Berlanjut bada Bab VI, penulis memberikan penjelasan akhir mengenai falsafah
Pancasila, sebagai pandangan hidup, dasar negara dan ideologi nasional. Pancasila berkaitan erat
dengan dua ranah sekaligus, yakni ranak kebudayaan dan ranah politik. Sebagai pandangan
hidup, nilai-nilai Pancasila menjadi dasar-dasar kebijaksanaan, dimana hidup diajarkan. Sebagai
kontrak sosial, Pancasila merupakan kompromi atau konsensus setidaknya antara kaum
nasionalis sekuler dan nasionalis Islam. Dalam perumusannya sendiri, Pancasila memang
mengandung nilai-nilai modernitas seperti humanisme, sosialisme dan demokrasi. Sementara itu
sila ketuhanan melambangkan kearifan lokal bangsa yang menunjukan bahwa masyarakat
indonesia memang sejak awal bersifat religius.

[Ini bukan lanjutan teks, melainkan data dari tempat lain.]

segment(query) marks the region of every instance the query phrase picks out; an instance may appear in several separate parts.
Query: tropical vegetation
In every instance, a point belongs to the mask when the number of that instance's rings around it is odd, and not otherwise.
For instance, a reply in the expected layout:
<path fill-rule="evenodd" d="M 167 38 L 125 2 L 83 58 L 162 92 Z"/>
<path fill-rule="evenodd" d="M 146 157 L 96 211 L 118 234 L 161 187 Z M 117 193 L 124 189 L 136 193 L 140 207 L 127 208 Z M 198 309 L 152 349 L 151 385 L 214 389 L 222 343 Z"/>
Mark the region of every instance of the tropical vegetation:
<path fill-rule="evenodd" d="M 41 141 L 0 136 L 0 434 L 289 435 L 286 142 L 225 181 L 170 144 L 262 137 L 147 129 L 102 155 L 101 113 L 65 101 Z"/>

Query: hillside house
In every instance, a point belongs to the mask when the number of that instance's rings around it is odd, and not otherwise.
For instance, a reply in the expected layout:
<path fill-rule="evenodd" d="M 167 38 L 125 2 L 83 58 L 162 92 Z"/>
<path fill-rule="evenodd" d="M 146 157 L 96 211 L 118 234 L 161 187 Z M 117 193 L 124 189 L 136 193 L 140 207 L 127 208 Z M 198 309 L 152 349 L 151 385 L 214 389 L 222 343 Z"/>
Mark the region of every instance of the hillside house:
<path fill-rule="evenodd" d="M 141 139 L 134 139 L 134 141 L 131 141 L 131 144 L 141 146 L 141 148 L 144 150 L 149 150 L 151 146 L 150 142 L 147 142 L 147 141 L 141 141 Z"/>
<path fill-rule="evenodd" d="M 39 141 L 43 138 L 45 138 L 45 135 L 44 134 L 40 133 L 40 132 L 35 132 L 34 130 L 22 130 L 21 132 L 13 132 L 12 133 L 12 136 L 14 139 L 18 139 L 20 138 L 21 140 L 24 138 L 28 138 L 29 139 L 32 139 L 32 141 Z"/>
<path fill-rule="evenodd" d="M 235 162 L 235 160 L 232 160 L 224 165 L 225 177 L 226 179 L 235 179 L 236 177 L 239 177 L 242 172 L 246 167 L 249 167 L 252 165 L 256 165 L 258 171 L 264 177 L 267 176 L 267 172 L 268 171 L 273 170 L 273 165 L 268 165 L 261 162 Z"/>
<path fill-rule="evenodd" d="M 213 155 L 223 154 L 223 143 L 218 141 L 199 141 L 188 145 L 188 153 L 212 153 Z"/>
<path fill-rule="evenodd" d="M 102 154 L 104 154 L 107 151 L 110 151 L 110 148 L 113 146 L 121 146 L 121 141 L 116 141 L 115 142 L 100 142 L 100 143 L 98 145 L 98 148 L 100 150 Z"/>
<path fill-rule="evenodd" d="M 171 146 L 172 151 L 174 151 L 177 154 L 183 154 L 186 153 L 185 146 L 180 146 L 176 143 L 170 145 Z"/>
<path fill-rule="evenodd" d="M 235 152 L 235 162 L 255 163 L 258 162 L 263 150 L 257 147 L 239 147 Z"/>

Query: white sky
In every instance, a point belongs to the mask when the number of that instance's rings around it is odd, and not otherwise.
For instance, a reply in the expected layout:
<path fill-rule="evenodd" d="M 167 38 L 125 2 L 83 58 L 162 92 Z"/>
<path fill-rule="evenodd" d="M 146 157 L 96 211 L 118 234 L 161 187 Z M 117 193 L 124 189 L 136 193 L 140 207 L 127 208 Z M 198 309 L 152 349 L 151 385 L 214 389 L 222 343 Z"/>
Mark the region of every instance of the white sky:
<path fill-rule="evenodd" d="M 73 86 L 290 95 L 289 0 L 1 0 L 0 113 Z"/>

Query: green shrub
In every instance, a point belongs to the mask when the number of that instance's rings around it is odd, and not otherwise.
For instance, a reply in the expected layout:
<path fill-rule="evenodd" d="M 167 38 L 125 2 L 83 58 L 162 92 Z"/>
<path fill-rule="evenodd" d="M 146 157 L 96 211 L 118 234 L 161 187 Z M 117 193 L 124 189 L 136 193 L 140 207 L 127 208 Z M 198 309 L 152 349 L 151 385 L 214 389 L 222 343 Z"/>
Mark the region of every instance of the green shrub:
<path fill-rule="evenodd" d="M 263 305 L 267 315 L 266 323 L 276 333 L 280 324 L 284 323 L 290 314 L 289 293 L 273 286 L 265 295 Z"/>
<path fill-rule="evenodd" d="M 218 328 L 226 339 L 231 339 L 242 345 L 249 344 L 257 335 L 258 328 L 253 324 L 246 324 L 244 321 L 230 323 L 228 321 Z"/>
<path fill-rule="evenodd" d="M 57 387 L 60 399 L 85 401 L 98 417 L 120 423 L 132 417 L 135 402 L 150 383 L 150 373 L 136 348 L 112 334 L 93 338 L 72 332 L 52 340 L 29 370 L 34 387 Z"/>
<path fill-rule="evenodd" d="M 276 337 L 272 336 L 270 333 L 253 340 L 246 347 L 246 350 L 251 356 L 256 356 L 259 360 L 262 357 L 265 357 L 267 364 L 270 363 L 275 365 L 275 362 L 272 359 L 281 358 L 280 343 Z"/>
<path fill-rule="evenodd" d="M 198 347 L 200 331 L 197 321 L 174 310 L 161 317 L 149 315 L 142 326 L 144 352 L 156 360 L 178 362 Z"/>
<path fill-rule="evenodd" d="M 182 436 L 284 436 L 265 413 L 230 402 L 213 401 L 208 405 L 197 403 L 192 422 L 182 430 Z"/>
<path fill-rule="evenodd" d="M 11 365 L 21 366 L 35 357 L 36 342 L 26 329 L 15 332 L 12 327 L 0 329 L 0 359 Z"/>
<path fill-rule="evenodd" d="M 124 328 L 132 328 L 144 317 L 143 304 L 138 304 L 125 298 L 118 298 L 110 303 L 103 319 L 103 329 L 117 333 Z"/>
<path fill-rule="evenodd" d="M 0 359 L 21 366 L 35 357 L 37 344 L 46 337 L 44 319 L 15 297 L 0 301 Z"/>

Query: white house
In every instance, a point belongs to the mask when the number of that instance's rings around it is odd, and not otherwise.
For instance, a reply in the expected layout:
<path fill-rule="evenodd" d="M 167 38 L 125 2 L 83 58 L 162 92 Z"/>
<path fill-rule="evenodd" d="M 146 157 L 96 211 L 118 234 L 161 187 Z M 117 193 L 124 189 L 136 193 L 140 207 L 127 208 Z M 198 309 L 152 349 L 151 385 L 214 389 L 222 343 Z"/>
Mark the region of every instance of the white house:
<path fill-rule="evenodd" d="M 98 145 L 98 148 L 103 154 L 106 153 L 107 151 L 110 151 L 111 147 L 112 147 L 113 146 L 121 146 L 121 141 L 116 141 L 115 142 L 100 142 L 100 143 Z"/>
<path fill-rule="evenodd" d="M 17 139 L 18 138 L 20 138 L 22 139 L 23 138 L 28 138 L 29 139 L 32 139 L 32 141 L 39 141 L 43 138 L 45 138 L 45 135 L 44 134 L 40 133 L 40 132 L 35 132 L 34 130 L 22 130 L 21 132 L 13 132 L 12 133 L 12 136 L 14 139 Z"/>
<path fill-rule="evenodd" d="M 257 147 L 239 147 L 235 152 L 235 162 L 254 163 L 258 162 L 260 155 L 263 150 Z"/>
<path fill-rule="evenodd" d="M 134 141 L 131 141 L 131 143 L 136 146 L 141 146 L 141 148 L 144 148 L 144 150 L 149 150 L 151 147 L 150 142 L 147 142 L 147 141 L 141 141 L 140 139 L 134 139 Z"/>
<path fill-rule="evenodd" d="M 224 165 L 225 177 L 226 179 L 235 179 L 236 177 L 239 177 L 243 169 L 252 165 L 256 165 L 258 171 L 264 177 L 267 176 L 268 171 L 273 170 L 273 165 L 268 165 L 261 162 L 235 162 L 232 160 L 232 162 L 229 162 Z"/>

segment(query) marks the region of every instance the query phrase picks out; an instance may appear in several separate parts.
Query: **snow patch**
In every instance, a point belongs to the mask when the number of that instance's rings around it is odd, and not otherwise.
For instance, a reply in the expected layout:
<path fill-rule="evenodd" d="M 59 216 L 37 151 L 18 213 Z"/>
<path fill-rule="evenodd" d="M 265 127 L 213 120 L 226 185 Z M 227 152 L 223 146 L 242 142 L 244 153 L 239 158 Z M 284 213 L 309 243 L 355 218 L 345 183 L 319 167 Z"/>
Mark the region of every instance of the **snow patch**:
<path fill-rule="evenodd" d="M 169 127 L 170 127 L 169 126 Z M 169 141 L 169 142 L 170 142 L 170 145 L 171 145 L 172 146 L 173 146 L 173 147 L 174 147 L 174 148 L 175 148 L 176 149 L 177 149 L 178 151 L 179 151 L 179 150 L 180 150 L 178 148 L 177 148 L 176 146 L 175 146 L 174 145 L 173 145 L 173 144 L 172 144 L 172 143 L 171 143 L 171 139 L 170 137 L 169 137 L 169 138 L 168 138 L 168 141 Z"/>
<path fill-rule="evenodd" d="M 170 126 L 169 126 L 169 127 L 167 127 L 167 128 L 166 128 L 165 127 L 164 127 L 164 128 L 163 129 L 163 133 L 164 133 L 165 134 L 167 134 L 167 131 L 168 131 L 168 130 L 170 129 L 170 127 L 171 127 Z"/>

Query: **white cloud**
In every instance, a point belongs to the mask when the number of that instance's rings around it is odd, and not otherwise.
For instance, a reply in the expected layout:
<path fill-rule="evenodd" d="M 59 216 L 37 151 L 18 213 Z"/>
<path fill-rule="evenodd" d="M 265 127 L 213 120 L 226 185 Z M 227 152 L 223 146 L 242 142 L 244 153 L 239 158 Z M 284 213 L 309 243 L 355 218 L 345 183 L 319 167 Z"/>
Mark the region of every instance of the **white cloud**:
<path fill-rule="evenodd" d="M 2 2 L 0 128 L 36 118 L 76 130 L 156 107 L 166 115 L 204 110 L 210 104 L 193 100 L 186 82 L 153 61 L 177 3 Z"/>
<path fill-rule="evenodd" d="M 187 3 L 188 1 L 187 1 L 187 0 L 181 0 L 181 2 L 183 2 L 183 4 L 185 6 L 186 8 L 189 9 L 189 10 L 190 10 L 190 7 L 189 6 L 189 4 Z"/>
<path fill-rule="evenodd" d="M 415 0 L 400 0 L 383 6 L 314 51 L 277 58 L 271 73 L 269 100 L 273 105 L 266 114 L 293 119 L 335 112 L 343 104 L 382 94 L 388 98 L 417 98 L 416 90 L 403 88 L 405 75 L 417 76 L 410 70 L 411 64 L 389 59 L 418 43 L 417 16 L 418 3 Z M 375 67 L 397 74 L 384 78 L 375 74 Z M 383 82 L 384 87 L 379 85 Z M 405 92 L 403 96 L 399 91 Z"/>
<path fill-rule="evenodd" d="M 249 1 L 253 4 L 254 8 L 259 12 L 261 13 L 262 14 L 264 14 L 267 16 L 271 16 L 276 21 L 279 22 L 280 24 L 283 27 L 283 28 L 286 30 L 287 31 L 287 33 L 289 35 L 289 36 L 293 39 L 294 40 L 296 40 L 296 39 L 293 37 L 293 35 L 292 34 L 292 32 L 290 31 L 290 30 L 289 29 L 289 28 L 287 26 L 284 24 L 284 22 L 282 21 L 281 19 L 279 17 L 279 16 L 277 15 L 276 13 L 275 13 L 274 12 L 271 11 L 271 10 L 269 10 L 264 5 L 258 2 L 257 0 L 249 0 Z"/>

Dalam kerangka Pancasila sebagai dasar negara
dan ideologi nasional, kehadiran demokrasi pemusyawaratan dirasa sangat perlu, karena ini
menandakan sistem politik yang tidak bersifat mayorokrasi, tetapi mendasarkan pada sistem
politik yang deliberatif dengan perluasan partisipasi politik hingga ke ruang publik. Oleh sebab
itu perlunya niat baik dari pemerintah untuk memberikan ruang bagi rakyat dalam keterlibatan
permusyawaratan secara langsung demi tegaknya demokrasi pemusyawaratan yang dilandasi
oleh nilai-nilai Pancasila.

Buku ini disusun dengan begitu rinci mengenai falsafah serta kebudayaan pancasila,
dengan penjelasan yang bertahap, penulis mampu menjelaskan rincian-rincian detil mengenai
telaah kebudayaan. Menurut saya, buku ini cukup serius dalam menjelaskan Pancasila melalui
telaah falsafah kebudayaan. Sementara itu, kelemahan dari buku ini ialah penulisan istilah-istilah
asing para ahli yang terkadang luput dari penjelasan, sehingga membuat argumen penulis tidak
bisa dipahami dengan baik khususnya bagi orang awam yang tidak terbiasa dengan tilikan
filsafat dan teori ilmu sosial lainnya.